Some people did their homework in cancer research and others are talking about it. Two anti-cancer drugs were recently approved by the FDA. Dabrafenib is a small molecule inhibitor of the kinase BRAF, which is frequently mutated in melanoma. Inhibiting BRAF blocks the MAP-kinase pathway and causes cancer cell death. Dabrafenib seems to be have less adverse effects than the similar inhibitor Vemurafenib.

Ibrutinib is an inhibitor of Bruton’s tyrosine kinase used for treatment of lymphoma and leukemia. Bruton’s tyrosine kinase regulates cell proliferation and survival of B cells, which is why it was chosen as a target for the development of small molecule inhibitors. Yet the mode of action of Ibrutinib is not fully understood.

CISCOM

The weirdest buzz on PubMed is definitely around the term “CISCOM”, which is the medical literature database of the Research Council for Complementary Medicine. The database is available since 1995, but the CISCOM frenzy starts only in Februrary 2014. All the articles are meta-analyses published by Chinese groups that bear no apparent relationship with each other... and yet the papers are disturbingly similar. Below is a side-by-side comparison of Diagnostic accuracy of contrast-enhanced ultrasound for renal cell carcinoma: a meta-analysis (left) and Role of p16 gene promoter methylation in gastric carcinogenesis: a meta-analysis (right). The papers are published by teams working in different cities.

Arguably, meta-analyses follow a strict template and such coincidence of graphical style can happen. But how to explain the equally disturbing coincidence of the text? I reproduce below a passage from the first paper.

Firstly, our results had lacked sufficient statistical power to assess the accuracy of CEUS due to relatively small sample size and low-quality included studies.

And here is a passage from the second paper, taken at the exact same location of the text (second sentence of the second-last paragraph).

Firstly, our results had lacked sufficient statistical power to assess the exact roles of p16 promoter methylation in gastric carcinogenesis due to relatively small sample size.
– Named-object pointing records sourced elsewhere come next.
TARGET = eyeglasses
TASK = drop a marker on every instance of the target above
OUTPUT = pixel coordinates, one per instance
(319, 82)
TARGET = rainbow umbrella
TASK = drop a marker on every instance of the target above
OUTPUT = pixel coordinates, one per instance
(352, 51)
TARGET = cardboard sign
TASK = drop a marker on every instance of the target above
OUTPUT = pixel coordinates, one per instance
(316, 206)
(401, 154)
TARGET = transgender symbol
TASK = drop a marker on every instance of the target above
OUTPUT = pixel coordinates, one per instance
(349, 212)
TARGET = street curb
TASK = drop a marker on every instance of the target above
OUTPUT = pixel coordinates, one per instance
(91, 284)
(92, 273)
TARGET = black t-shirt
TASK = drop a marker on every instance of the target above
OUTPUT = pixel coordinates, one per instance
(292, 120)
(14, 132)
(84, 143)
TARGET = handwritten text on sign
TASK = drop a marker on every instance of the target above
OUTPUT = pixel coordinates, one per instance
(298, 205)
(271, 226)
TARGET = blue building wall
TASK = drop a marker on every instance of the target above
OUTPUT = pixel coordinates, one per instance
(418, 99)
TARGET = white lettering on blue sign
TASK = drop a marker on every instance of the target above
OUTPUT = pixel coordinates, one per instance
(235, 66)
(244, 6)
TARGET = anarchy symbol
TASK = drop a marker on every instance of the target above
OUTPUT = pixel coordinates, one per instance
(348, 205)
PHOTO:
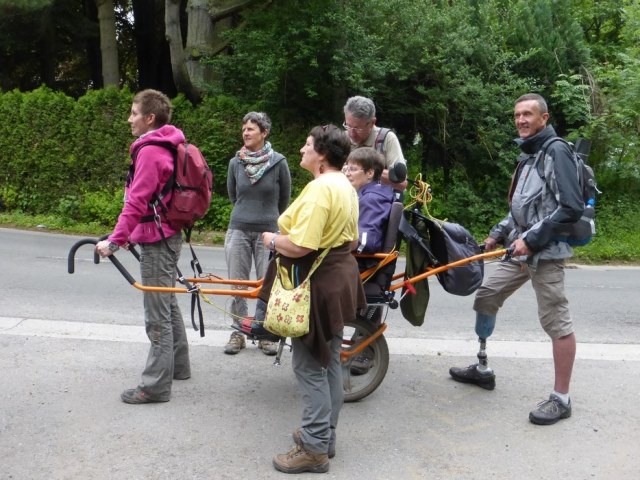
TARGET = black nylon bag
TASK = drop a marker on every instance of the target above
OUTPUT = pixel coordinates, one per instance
(451, 242)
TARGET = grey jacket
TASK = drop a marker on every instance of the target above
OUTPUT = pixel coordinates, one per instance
(543, 202)
(256, 207)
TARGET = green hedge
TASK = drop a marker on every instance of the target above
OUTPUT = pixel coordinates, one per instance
(69, 158)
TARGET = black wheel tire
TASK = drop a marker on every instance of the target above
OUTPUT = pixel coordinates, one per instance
(356, 387)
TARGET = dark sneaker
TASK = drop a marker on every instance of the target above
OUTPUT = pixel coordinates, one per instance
(300, 460)
(298, 441)
(471, 374)
(550, 411)
(267, 347)
(136, 396)
(362, 363)
(235, 344)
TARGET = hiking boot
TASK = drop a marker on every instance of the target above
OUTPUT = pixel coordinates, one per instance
(550, 411)
(267, 347)
(235, 344)
(362, 363)
(136, 396)
(300, 460)
(472, 374)
(297, 439)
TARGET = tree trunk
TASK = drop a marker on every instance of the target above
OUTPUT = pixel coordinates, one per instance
(201, 34)
(178, 57)
(108, 43)
(93, 46)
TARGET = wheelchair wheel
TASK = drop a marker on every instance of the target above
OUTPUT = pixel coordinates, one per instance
(362, 378)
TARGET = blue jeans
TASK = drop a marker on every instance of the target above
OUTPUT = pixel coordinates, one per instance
(169, 351)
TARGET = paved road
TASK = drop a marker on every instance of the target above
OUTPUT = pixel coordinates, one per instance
(70, 343)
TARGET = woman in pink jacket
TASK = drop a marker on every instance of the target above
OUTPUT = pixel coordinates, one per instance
(151, 168)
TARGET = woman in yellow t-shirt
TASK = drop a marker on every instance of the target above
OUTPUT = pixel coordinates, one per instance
(325, 215)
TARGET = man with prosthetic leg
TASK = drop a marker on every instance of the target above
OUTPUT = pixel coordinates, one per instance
(480, 373)
(545, 198)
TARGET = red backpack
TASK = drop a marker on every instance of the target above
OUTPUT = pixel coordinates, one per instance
(191, 184)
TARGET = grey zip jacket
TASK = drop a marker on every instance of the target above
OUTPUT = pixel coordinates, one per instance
(546, 198)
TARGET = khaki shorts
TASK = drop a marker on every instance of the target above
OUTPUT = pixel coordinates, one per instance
(547, 279)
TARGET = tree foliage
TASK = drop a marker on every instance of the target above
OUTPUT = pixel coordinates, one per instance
(443, 74)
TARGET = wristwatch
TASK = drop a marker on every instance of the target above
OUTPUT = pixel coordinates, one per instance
(272, 243)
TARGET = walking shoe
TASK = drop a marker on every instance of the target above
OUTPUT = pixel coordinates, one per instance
(471, 374)
(267, 347)
(297, 439)
(235, 344)
(300, 460)
(136, 396)
(363, 362)
(550, 411)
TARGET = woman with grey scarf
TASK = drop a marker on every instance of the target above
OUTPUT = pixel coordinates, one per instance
(259, 187)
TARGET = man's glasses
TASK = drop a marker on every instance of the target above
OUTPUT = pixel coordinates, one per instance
(355, 129)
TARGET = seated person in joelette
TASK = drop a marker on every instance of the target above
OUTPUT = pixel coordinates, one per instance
(363, 169)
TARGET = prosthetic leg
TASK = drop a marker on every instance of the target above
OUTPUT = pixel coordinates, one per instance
(480, 373)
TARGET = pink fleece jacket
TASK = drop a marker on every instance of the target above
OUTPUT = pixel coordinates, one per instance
(153, 167)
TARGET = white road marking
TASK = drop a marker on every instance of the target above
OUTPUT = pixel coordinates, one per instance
(399, 346)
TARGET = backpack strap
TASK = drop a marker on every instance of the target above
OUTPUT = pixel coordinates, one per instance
(156, 200)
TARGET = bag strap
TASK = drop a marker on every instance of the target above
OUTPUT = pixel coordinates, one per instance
(314, 266)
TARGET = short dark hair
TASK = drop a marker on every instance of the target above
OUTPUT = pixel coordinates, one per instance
(542, 103)
(259, 118)
(333, 143)
(369, 159)
(360, 107)
(154, 102)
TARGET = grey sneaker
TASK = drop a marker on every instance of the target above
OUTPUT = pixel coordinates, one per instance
(136, 396)
(471, 374)
(235, 344)
(300, 460)
(298, 441)
(550, 411)
(267, 347)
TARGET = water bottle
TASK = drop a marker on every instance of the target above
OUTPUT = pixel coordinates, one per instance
(590, 213)
(584, 229)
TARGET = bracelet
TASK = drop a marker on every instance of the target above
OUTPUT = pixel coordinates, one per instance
(272, 243)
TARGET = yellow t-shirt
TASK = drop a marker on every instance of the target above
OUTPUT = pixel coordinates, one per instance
(325, 214)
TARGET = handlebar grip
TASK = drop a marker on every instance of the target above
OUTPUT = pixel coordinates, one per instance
(125, 273)
(72, 253)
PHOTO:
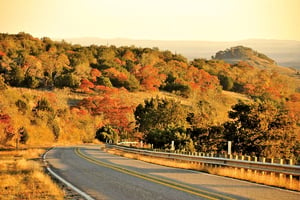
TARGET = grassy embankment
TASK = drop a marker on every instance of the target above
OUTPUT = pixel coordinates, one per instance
(22, 176)
(249, 175)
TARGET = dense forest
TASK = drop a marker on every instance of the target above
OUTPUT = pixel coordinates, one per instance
(57, 92)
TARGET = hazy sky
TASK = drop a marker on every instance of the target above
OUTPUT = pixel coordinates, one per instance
(213, 20)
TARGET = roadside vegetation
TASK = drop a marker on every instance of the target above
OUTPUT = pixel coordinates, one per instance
(60, 93)
(22, 176)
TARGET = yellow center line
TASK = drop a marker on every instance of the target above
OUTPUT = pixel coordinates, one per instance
(178, 186)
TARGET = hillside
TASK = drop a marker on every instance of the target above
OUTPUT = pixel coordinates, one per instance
(286, 53)
(56, 92)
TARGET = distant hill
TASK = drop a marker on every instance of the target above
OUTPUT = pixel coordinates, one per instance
(238, 53)
(284, 52)
(254, 58)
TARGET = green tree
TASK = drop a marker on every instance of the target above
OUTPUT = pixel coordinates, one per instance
(261, 128)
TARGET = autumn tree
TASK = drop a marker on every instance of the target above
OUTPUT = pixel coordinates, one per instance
(160, 114)
(261, 128)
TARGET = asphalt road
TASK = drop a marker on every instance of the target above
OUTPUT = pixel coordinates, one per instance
(105, 176)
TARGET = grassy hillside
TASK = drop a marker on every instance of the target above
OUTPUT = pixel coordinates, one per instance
(56, 92)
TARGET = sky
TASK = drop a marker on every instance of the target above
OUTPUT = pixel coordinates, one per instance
(204, 20)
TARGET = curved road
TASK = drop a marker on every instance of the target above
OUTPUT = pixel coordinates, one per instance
(106, 176)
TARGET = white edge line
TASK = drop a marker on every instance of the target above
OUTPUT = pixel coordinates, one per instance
(83, 194)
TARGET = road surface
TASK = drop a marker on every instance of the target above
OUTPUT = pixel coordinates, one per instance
(105, 176)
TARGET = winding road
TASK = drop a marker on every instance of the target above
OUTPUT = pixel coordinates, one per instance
(101, 175)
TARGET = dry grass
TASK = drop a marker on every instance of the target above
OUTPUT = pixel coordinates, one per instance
(249, 175)
(22, 177)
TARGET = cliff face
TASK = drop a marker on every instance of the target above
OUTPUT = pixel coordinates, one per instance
(241, 53)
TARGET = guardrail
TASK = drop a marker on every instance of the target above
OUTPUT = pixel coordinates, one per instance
(293, 171)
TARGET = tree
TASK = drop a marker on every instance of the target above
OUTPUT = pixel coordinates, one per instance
(226, 82)
(24, 136)
(159, 114)
(261, 128)
(44, 105)
(107, 134)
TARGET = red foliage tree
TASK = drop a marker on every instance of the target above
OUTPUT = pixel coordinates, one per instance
(114, 110)
(95, 73)
(86, 85)
(149, 77)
Something strange is definitely happening with the CISCOM copycats, and this is the story that I will tell in more detail in a future post.

Epilogue

These are cute examples of how much information lies in analyses from the digital literature. However, the process is far from fully automated discovery. I had to validate the hits manually, and for many of them I still do not have a good understanding of the topic they refer to, i.e. what the buzz is actually about. Computers will detect the trend, but the meaning... that’s another story.